The real example I just finished (really, 10 minutes ago) is LightLand, by H. L. McCutchen. The cover and the SignificantWords are ... uninspiring ... but I actually ended up liking it, even if it's mostly fluff: Lottie Cook finds her way to a land made of memories through a cherry box given to her by her father.

One of the "almosts" is Sean Russell's The River Into Darkness, where Earth is strongly implied to be a parallel world. I found the ending depressing but portals play a fairly significant role in the story: it appears wizards came through the portals originally, and it's likely that all but the one remaining returned to Earth (or other worlds) through them by the time the story begins. There's also a blatant reference to Hiroshima. Although the wizards have a better grasp of science than the world at large, there are definite magical elements.

The other "almost" is Timothy Zahn's The Green and the Gray. The aliens (plant parasites and troll-like creatures) escaped from their own world to Earth, and have apparently been hiding among humans for a while. Not a great book in my opinion, but there is a twist.

Two others that I read a while back are the Archives of Anthropos by John White (a much more obviously Christian version of Narnia) and the Spectrum Chronicles by Thomas Locke, mostly light sci fi (but the mechanism for traveling to the other universe is never explained, and I would call that part of it fantasy).
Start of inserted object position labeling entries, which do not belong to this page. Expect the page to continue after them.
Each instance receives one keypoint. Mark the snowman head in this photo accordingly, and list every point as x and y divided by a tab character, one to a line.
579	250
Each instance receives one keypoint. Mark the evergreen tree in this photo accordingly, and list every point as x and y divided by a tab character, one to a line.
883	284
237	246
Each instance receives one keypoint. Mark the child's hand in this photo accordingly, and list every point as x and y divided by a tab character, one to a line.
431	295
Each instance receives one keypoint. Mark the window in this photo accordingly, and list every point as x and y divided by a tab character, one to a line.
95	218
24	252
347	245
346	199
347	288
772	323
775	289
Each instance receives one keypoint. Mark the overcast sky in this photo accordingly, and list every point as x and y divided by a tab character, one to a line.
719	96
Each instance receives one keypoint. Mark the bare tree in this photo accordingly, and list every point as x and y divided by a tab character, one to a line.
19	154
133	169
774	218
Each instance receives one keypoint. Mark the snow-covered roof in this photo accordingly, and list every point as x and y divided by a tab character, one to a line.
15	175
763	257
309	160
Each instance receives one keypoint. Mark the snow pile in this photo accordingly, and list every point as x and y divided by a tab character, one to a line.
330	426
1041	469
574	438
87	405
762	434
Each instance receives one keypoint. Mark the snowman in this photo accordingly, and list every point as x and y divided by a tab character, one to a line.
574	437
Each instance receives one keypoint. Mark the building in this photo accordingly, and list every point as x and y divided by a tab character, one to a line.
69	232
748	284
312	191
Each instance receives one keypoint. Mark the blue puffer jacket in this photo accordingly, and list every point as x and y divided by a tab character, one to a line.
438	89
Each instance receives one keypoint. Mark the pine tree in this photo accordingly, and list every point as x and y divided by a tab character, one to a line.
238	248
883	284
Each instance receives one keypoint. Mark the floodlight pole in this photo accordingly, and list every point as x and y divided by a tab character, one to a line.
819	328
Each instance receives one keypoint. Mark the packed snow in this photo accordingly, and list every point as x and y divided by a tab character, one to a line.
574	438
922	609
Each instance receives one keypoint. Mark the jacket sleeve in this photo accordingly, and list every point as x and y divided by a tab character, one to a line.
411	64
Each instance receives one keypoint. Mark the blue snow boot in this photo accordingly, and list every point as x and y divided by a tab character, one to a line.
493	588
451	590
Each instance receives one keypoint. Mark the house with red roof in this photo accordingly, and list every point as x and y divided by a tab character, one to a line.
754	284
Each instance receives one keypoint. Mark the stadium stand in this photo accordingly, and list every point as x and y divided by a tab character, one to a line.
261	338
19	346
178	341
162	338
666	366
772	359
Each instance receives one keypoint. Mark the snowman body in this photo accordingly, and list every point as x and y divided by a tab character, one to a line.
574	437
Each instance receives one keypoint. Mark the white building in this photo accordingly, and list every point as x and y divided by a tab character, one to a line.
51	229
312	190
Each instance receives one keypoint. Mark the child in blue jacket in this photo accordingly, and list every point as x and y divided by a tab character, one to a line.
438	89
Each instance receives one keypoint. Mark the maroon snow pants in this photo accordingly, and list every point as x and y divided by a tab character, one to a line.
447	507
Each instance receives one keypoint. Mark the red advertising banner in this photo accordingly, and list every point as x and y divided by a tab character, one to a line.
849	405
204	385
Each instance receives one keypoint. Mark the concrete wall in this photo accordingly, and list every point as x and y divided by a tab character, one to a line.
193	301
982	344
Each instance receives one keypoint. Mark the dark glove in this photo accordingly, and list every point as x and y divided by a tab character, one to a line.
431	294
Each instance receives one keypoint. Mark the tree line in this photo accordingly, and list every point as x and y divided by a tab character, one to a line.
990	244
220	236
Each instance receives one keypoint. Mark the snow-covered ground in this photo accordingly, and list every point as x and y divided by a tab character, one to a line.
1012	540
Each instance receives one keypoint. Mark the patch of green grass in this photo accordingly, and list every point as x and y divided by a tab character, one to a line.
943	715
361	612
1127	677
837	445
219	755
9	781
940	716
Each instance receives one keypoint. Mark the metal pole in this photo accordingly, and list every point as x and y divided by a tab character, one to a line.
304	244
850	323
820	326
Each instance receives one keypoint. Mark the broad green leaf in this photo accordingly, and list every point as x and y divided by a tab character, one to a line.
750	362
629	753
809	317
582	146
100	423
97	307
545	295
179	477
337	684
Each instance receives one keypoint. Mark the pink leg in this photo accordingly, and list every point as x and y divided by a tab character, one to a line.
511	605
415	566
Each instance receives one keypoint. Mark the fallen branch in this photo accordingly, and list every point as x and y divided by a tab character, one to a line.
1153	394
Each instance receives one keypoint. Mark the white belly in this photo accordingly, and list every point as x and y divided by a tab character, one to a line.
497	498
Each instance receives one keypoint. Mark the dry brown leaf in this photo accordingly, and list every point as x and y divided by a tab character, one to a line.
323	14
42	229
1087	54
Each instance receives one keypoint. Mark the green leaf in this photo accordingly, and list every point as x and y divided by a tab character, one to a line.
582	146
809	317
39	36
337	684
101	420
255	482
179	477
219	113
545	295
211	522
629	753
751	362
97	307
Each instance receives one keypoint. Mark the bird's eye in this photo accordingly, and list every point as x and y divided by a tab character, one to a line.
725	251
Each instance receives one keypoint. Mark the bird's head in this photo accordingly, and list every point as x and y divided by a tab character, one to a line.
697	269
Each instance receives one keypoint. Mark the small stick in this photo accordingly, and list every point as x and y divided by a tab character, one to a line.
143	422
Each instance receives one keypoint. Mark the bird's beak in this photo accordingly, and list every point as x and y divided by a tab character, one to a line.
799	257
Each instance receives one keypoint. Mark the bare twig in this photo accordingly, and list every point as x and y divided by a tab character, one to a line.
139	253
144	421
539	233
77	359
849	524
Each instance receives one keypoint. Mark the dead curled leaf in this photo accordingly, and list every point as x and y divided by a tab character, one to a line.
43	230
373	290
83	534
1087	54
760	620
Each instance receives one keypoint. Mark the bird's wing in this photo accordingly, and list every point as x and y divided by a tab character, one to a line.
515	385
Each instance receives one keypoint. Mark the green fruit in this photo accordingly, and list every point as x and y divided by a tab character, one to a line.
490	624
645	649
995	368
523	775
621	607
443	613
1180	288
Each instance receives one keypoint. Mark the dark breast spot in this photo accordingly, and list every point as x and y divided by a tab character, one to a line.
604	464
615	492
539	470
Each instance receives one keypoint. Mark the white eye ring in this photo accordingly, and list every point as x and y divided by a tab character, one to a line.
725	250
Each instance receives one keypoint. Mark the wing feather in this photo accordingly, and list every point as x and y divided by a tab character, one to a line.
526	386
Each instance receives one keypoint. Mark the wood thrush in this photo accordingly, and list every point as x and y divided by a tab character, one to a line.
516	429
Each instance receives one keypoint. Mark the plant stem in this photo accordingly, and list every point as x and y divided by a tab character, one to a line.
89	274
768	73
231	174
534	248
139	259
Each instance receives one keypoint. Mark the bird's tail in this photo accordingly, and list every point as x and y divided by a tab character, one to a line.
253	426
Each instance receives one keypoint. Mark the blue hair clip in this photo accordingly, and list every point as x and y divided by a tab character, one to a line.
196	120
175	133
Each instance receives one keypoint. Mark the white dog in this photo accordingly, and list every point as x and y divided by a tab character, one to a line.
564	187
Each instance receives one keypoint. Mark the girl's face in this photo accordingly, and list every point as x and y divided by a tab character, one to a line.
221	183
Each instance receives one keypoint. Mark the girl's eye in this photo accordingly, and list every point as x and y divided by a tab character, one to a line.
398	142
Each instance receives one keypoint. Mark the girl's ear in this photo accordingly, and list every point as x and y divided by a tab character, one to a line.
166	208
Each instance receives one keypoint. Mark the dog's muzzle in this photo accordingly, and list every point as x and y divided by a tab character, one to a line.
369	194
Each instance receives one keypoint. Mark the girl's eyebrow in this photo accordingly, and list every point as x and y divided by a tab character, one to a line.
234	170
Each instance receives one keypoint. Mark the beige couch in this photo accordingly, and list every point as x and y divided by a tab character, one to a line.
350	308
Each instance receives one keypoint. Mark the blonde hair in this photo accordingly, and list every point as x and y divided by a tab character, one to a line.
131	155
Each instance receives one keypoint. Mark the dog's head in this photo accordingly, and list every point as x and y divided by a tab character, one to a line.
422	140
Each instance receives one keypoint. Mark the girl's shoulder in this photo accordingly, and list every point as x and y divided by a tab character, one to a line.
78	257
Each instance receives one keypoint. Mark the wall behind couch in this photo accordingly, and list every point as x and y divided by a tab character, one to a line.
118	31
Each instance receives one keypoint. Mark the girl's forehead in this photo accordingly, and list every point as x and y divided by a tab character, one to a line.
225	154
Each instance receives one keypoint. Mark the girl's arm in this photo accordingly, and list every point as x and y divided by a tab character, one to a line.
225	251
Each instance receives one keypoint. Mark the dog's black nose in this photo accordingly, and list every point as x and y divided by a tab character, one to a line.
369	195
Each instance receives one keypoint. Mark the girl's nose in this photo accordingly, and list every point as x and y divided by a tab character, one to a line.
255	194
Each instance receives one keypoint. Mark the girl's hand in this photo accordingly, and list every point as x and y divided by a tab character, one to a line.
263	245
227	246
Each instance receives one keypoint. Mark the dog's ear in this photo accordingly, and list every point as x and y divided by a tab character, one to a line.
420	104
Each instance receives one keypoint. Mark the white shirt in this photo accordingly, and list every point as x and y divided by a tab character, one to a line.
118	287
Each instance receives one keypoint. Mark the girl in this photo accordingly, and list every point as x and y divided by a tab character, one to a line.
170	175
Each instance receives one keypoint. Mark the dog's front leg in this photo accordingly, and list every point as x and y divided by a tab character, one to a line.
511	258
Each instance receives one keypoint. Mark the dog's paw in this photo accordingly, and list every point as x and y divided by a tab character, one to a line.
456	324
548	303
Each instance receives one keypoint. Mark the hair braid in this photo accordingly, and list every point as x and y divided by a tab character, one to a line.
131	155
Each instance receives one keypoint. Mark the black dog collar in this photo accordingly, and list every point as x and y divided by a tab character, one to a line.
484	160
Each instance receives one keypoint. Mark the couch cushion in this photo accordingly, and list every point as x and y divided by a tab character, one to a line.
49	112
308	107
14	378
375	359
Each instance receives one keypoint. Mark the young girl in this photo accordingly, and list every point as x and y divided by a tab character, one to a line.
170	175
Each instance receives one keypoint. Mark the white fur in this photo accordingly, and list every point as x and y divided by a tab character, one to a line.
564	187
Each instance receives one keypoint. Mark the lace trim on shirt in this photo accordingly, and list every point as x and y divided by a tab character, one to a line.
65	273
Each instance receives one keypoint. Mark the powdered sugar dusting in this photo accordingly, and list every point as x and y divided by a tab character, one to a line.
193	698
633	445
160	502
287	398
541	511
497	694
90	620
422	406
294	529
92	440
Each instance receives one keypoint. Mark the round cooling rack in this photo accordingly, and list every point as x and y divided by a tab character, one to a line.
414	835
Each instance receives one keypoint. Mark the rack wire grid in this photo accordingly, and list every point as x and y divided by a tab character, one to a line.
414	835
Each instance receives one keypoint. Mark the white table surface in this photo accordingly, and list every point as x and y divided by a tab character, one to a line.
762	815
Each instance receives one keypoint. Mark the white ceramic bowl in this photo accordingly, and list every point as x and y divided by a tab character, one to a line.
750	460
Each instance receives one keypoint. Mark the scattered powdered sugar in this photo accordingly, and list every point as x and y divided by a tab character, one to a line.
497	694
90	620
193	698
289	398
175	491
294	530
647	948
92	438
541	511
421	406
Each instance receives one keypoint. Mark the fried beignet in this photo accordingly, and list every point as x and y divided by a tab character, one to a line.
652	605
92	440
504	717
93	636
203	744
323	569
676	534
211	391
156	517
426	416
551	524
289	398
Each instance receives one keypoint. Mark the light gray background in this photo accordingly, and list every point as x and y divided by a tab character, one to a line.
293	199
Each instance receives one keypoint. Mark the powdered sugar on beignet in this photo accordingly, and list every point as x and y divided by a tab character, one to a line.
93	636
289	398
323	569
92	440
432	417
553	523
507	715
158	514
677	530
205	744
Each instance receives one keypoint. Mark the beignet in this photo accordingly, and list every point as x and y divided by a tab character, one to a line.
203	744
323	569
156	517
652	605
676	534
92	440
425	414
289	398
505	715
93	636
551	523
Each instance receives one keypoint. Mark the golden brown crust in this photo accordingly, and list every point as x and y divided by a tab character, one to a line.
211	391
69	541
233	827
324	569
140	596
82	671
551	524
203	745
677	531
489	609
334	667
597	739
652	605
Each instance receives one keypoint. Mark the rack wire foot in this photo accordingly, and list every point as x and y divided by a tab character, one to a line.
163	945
[identity profile] tapinger.livejournal.com 2009-05-26 12:49 am (UTC)(link)
Here's a few more, just for fun.

Catherine Fisher's Incarceron: The twist here is that the other world was created as a giant prison. (Note that my sci fi sensibilities were offended by the mechanics until I accepted that this book is really fantasy with a sugar coating of sci fi.) Also, the story follows characters on both sides, but no one really crosses over until near the end.

Jame Stoddard's The High House. Earth is barely touched in this one (it really only plays a role near the beginning) but the High House does connect it and other fantastic lands.

Between Two Worlds (http://www.between-two-worlds.net/). Fairly straightforward portal story, although the other world is mostly uninhabited and the wish fulfillment, if there is any, doesn't really go their way. Also one of the few webcomics that I've actually seen finish rather than merely stop.